In a known capacitor of the described kind (make Philips type 2222 106 3, described in Philips Technical Information", dated Sep- tember 22, 1975, page 5), the connection tabs connected to the anode foil are situated at one end of the capacitor roll, whilst the connection tabs connected to the cathode foil are situated at the other end of the capacitor roll. Because the connection tabs which are situated at the one end of the capacitor roll and which are connected to the anode foil at mutually equal distances are electrically parallel connected to the connection tabs which are situated on the other side of the capacitor roll and which are connected to the cathode foil at mutually equal distances (measured in the longitudinal direction of the foil), a capacitor is obtained whose so-called equivalent series impedance is comparatively low.

It is a drawback of the known capacitor that this equivalent series impedance is still higher than desirable for high frequency applications.

This is mainly due to the component of the equivalent series impedance which is due to the equivalent series inductance.

It is an object of the invention at least to mitigate this drawback.

The invention accordingly provides a capacitor comprising a capacitor roll which is accommodated in a housing which is closed by a lid, an anode foil and a cathode foil of said capacitor roll each being electrically connected to at least two external connections by means of a plurality of internal connection strips which are distributed over the length of the respective foils, characterized in that the internal connection strips form electrical striplines each of which is formed by two flexible electrically-conductive strips which are separated by an electrically-insulating strip, one strip of each pair of electrically conductive strips forming part of one and the same stripline being connected to the anode foil of the capacitor roll whilst the other strip is connected to the cathode foil of the capacitor roll at a location which adjoins the location where the said one strip is connected to the anode foil.

It is to be noted that from United States Patent Specifications 3,654,524 and 3,611,051 capacitors are known which comprise a connection in the form of a stripline. A capacitor of this kind is formed by the stacking of a number of flattened capacitor rolls.

Between two of the capacitor rolls in the stack there are inserted the longer legs of two Lshaped metal terminals which are separated by an electrically insulating layer.
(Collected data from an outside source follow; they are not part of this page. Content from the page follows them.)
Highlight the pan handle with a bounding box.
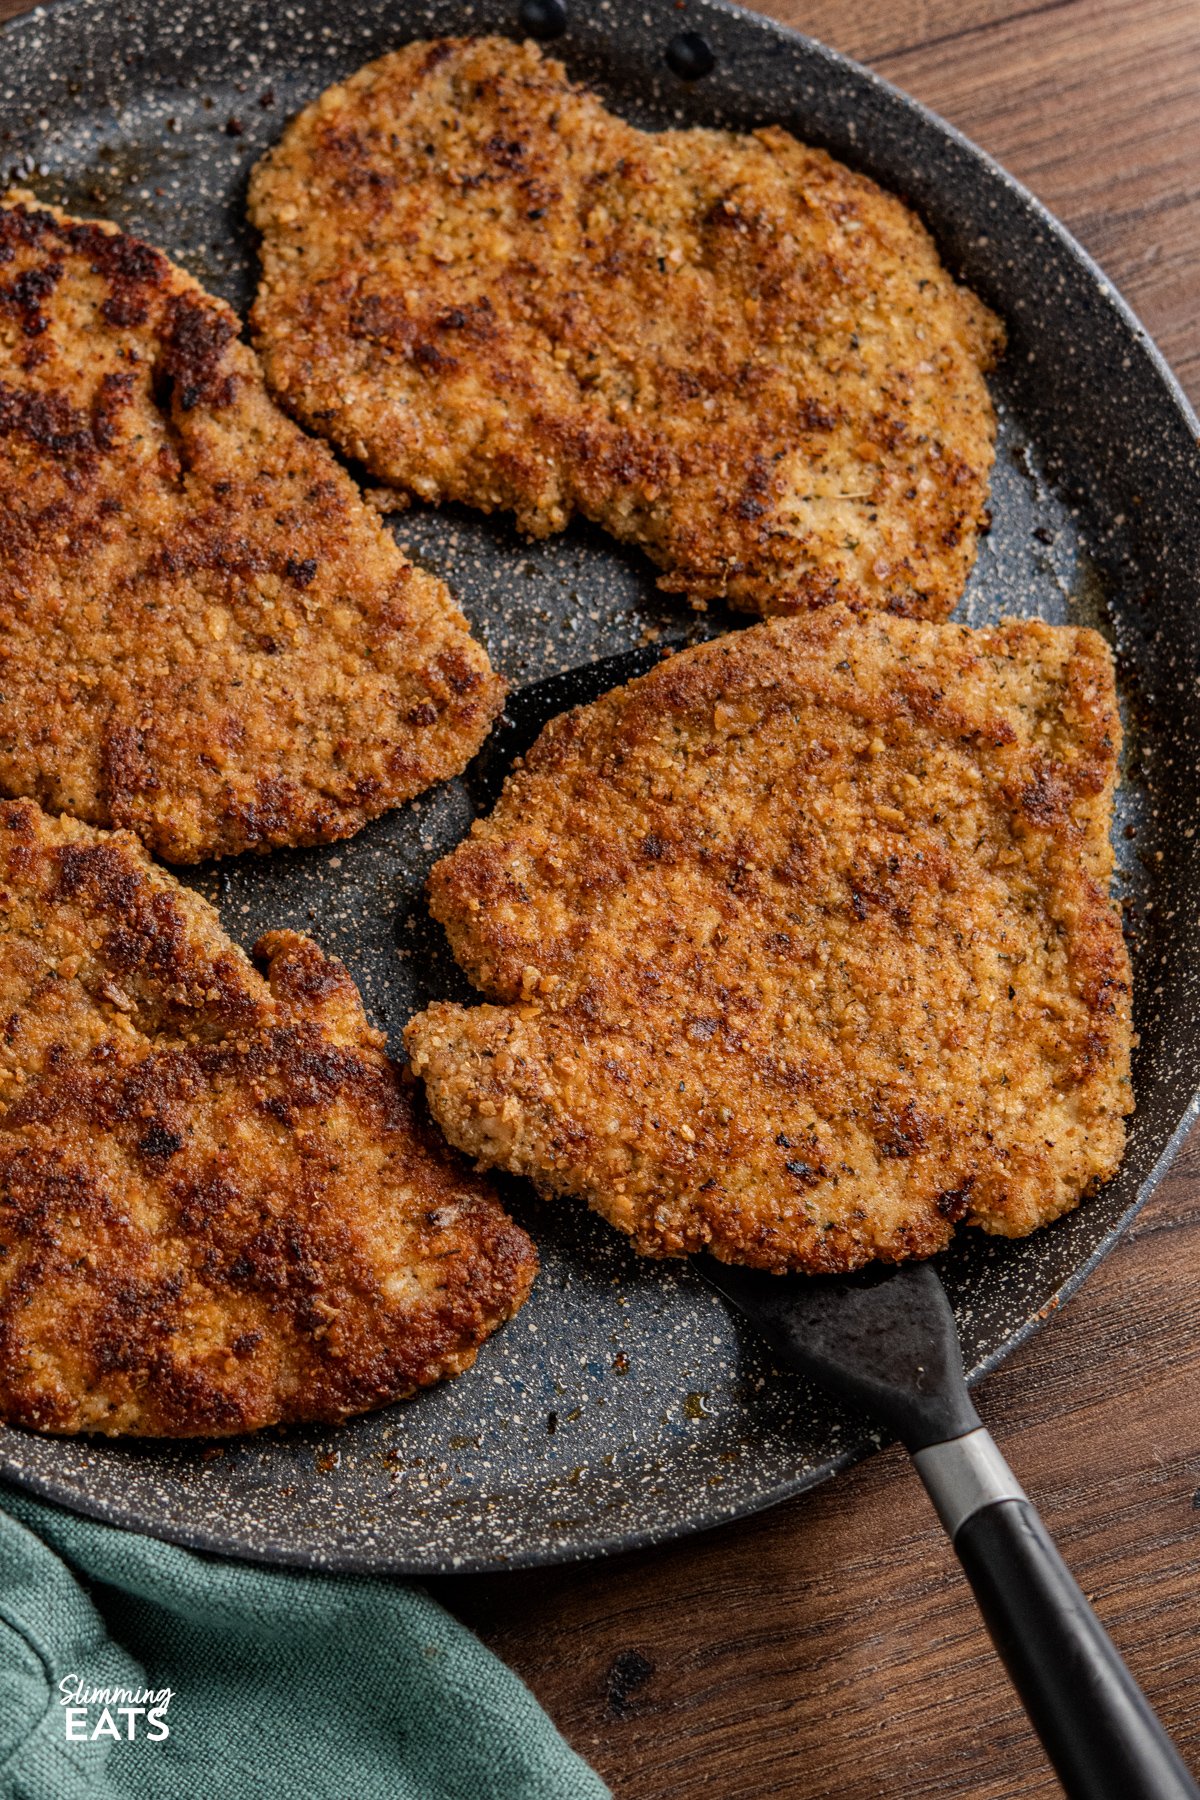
[913,1428,1199,1800]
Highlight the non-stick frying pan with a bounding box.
[0,0,1196,1576]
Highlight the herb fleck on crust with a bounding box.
[250,35,1002,618]
[406,611,1131,1274]
[0,197,503,864]
[0,800,535,1436]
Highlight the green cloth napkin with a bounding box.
[0,1484,608,1800]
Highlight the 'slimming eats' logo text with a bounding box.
[58,1674,173,1741]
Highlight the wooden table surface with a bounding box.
[431,6,1200,1797]
[2,1,1196,1794]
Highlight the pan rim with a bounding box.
[0,0,1195,1575]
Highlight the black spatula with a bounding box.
[701,1258,1198,1800]
[473,646,1197,1796]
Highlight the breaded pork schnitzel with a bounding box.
[0,799,535,1436]
[249,35,1002,618]
[0,196,503,864]
[406,611,1132,1274]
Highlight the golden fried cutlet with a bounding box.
[249,35,1002,618]
[0,799,536,1436]
[0,196,504,864]
[405,611,1132,1274]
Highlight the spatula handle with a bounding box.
[915,1429,1198,1800]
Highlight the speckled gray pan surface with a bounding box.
[0,0,1197,1574]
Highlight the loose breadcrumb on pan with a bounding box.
[406,609,1132,1275]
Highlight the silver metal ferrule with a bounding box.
[911,1427,1027,1540]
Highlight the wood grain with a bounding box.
[785,0,1200,406]
[442,1128,1200,1798]
[1,1,1198,1793]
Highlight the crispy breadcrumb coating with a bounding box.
[0,799,536,1436]
[406,611,1132,1273]
[0,197,503,863]
[249,35,1002,617]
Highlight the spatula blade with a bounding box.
[698,1258,981,1451]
These Lshaped terminals are connected to each capacitor roll by welding and form a connection in the form of a stripline. Because the two Lshaped terminals have to be welded to the anode foil and the cathode foil within the stack of capacitor rolls, the ratio between the widths of the foils and their overlap has to be very large. As a result, only a comparatively small volume of the stack of capacitor rolls effectively forms capacitance. The capacitance per unit of volume, therefore, is comparatively low in a capacitor of this kind.

However, in a capacitor in accordance with the invention, the overlap between anode foil and cathode foil may be maximum in theory.
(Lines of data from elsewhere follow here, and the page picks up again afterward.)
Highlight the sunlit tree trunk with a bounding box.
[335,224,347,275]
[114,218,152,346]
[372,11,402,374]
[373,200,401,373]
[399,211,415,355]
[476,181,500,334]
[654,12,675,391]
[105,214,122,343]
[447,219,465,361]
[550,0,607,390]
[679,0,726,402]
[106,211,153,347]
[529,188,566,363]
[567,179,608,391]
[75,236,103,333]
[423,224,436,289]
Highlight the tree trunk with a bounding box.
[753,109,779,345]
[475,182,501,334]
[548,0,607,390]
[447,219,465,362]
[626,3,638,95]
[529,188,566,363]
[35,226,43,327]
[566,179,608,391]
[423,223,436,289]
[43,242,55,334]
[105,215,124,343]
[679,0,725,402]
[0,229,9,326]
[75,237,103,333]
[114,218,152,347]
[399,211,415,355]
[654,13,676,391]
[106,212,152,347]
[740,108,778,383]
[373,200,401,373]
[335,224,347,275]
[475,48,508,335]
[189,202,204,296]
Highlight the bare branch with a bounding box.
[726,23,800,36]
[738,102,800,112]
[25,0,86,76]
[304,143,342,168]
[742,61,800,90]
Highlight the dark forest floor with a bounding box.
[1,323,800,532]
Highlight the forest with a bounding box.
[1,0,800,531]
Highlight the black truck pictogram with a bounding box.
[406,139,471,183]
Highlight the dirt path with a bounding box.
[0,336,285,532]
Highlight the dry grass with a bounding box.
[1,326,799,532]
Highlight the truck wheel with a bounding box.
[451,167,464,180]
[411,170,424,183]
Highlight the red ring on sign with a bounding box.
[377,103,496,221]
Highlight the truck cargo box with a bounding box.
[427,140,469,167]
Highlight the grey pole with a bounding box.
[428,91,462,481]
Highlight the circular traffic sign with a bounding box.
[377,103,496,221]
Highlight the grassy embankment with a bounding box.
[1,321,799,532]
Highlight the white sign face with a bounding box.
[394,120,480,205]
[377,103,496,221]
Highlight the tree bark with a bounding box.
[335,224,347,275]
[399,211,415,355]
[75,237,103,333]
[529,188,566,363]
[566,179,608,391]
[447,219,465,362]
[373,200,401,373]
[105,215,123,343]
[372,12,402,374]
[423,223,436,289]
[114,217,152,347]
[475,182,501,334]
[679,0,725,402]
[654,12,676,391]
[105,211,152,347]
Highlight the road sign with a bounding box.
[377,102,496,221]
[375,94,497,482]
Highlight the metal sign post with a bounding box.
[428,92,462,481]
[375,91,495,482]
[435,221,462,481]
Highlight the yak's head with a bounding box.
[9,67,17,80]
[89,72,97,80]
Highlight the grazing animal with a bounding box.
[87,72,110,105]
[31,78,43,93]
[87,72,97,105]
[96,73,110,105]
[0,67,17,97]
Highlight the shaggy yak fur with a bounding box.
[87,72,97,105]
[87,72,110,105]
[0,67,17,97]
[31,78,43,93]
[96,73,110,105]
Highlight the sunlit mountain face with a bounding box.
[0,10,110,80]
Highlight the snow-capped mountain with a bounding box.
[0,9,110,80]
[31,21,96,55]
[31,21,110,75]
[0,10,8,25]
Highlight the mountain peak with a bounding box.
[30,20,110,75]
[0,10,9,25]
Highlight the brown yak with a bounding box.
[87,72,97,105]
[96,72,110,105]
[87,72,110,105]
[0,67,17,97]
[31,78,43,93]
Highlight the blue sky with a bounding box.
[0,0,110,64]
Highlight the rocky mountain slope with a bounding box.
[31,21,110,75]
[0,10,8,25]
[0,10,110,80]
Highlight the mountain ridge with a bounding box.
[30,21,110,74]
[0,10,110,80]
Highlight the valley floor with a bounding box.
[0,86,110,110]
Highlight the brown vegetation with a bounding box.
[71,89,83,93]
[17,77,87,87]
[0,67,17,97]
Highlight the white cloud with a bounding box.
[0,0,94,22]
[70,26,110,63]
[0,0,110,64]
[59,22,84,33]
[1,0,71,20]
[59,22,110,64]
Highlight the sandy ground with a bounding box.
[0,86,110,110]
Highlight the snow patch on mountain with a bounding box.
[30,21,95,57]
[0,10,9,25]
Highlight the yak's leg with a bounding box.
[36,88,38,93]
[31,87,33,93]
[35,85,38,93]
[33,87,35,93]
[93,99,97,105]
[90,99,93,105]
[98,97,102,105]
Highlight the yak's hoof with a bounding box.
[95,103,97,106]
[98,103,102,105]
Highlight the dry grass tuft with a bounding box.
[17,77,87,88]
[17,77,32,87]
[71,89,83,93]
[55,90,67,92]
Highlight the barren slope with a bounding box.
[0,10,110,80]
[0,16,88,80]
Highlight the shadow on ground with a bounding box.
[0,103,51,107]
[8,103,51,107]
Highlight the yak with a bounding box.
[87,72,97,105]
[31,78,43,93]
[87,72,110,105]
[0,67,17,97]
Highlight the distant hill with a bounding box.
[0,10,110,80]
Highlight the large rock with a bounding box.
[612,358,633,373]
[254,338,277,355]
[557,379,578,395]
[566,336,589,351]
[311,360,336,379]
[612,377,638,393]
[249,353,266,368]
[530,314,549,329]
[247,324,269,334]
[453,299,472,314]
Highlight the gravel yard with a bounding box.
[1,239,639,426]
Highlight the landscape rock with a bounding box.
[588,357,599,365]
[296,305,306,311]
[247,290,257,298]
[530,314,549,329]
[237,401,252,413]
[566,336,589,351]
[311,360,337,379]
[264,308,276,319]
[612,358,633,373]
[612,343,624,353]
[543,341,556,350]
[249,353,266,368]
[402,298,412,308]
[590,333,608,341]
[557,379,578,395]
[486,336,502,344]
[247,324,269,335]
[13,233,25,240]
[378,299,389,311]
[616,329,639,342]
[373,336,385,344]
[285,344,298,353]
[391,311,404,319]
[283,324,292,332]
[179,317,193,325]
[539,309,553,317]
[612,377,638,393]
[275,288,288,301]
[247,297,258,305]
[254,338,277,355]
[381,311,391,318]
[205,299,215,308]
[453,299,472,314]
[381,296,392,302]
In order to minimize the risk of short-circuits at the end faces of the capacitor roll, the value used in practice is slightly smaller than this maximum value.

Embodiments of the invention will be described in detail hereinafter with reference to the accompanying diagrammatic drawings, in which: Figure 1 is a side elevation of a first embodiment of a capacitor in accordance with the invention, Figure 2 is a top view of the capacitor shown in Fig. 1, Figure 3 is a sectional view at an increased scale, taken along the line Ill-Ill in Fig. 2, Figure 4 is a sectional view, on an increased scale, taken along the line IV-IV in Fig. 1, Figure 5 is partly a side elevation and partly a longitudinal sectional view of a second embodiment of a capacitor in accordance with the invention, Figure 6 is a sectional view taken along the line VI-VI in Fig. 5, Figure 7 shows the striplines in a capacitor in accordance with the invention, Figure 8 shows a graph of the equivalent series impedance and the equivalent series resistance as a function of the frequency for a capacitor as shown in Fig. 1, Figure 9 shows a graph of the equivalent series impedance and the equivalent series resistance as a function of the frequency for a capacitor of the type shown in Fig. 1 but comprising two connections to the anode foil and two connections to the cathode foil, Figure 10 shows a graph of the equivalent series impedance and the equivalent series resistance as a function of the frequency for a comparable known capacitor comprising two connections of a known type to the anode foil and two connections of a known type to the cathode foil, and Figure 11 shows a graph of the equivalent series impedance and the equivalent series resistance as a function of the frequency for a capacitor as shown in Fig. 5.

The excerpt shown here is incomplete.